NHGRI logo

Researchers Analyze First Complete DNA Sequence Generated
at the National Institutes of Health

November 2009
NHGRI researchers gathered for a data annotation jamboree for the first ClinSeqTM whole genome sequence are, from left, David Ng, M.D., staff clinician; Jim Mullikin, Ph.D., associate investigator; Les Biesecker, M.D., senior investigator and chief of the Genetic Disease Research Branch; Tyra Wolfsberg, Ph.D., associate investigator; and Mr.

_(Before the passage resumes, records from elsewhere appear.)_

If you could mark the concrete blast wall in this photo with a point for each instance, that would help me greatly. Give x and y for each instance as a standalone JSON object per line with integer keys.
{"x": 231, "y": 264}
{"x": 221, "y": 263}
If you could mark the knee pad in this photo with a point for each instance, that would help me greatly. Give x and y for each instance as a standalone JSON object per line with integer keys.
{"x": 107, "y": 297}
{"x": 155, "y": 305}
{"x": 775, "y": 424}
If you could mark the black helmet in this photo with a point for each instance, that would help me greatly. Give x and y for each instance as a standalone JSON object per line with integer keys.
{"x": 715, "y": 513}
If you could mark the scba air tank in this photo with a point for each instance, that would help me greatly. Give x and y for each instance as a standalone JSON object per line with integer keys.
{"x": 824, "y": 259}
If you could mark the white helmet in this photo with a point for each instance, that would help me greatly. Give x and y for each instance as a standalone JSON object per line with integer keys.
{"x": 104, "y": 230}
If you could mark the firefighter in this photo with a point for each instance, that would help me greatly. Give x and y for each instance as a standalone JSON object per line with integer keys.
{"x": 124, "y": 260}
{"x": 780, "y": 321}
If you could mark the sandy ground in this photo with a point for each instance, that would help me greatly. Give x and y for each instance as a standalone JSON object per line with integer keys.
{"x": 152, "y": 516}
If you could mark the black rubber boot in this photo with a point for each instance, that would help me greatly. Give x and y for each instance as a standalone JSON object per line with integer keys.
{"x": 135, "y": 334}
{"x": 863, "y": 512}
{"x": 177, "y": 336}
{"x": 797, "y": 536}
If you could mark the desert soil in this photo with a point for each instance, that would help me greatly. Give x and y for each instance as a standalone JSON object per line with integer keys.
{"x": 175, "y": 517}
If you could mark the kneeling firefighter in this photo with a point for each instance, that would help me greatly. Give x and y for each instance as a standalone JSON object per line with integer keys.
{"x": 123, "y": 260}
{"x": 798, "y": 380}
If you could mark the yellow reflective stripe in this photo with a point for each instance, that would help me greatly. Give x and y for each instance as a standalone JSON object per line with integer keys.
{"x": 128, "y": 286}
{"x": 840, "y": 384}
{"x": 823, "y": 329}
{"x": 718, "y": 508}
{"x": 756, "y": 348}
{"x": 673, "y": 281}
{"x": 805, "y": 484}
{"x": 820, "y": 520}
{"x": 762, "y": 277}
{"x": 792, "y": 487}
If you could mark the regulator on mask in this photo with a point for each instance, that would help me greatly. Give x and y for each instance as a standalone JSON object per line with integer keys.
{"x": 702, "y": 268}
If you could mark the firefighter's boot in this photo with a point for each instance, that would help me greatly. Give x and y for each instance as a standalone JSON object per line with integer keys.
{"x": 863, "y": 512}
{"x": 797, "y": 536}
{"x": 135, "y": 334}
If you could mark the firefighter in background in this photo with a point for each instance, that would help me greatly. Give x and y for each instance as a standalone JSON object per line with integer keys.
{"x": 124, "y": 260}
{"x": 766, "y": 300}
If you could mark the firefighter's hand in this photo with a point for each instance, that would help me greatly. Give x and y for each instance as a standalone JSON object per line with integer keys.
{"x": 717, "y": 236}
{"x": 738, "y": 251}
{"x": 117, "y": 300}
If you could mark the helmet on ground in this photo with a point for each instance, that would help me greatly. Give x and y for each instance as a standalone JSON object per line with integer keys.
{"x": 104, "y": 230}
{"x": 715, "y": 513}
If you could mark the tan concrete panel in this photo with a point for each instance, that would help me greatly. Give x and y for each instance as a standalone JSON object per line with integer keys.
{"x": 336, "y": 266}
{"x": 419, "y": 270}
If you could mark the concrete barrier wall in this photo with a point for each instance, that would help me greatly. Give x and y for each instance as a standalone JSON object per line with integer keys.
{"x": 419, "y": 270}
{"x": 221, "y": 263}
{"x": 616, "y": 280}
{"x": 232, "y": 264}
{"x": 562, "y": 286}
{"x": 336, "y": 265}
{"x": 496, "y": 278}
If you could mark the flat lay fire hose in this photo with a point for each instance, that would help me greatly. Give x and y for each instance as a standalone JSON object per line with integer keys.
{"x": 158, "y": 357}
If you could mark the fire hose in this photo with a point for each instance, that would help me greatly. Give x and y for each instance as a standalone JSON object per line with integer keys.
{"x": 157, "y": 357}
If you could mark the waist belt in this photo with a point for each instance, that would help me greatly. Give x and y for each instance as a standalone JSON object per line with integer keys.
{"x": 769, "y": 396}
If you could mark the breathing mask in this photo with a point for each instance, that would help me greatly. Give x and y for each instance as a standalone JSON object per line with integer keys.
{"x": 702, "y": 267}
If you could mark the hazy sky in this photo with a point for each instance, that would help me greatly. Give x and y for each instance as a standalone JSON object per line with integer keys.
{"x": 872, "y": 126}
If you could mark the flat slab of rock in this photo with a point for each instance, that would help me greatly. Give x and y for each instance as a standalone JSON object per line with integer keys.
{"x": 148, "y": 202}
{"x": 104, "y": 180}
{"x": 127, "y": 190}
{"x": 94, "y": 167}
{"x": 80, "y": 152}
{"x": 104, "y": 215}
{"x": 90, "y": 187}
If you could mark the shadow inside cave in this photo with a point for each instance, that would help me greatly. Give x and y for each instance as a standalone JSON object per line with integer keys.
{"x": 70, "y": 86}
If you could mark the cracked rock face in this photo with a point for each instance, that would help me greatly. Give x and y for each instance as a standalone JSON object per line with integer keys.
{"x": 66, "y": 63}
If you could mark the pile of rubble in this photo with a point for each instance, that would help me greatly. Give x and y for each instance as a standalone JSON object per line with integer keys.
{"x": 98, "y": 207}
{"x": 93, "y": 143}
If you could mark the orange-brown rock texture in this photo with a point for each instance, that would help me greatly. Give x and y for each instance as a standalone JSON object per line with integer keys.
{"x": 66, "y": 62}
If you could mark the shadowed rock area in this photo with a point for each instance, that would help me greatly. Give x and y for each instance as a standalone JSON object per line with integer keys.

Pedro Cruz, senior bioinformatics specialist.
A group of more than a dozen gene hunters from the National Human Genome Research Institute (NHGRI) recently gathered at the National Institutes of Health (NIH) Intramural Sequencing Center (NISC) in Rockville, Md. to analyze data from the first complete DNA sequence of an NIH Clinical Center patient. The volunteer patient is enrolled in the ClinSeqTM study, a trans-NIH effort to understand the genetic roots of heart disease and the challenges of using genome sequencing tools for personalized health benefit in a clinical research setting.

The ClinSeqTM study, begun in 2007, enrolls patients who include a group that show the warning signs and symptoms of heart disease. Researchers use large-scale medical sequencing to gather detailed data about each participant's genetic makeup, and then analyze that data to see how individual genetic variations relate to the risk of heart disease. The study aims to develop an infrastructure for the generation and use of large-scale medical sequencing in a clinical research setting.

"This accomplishment represents a major milestone for ClinSeqTM, as well as for the entire NIH Intramural Program," said NHGRI Director Eric Green, M.D., Ph.D. "In order for genome sequencing tools to move from the lab to the clinic, we need to develop new and better strategies to analyze sequence data to effectively guide patient care."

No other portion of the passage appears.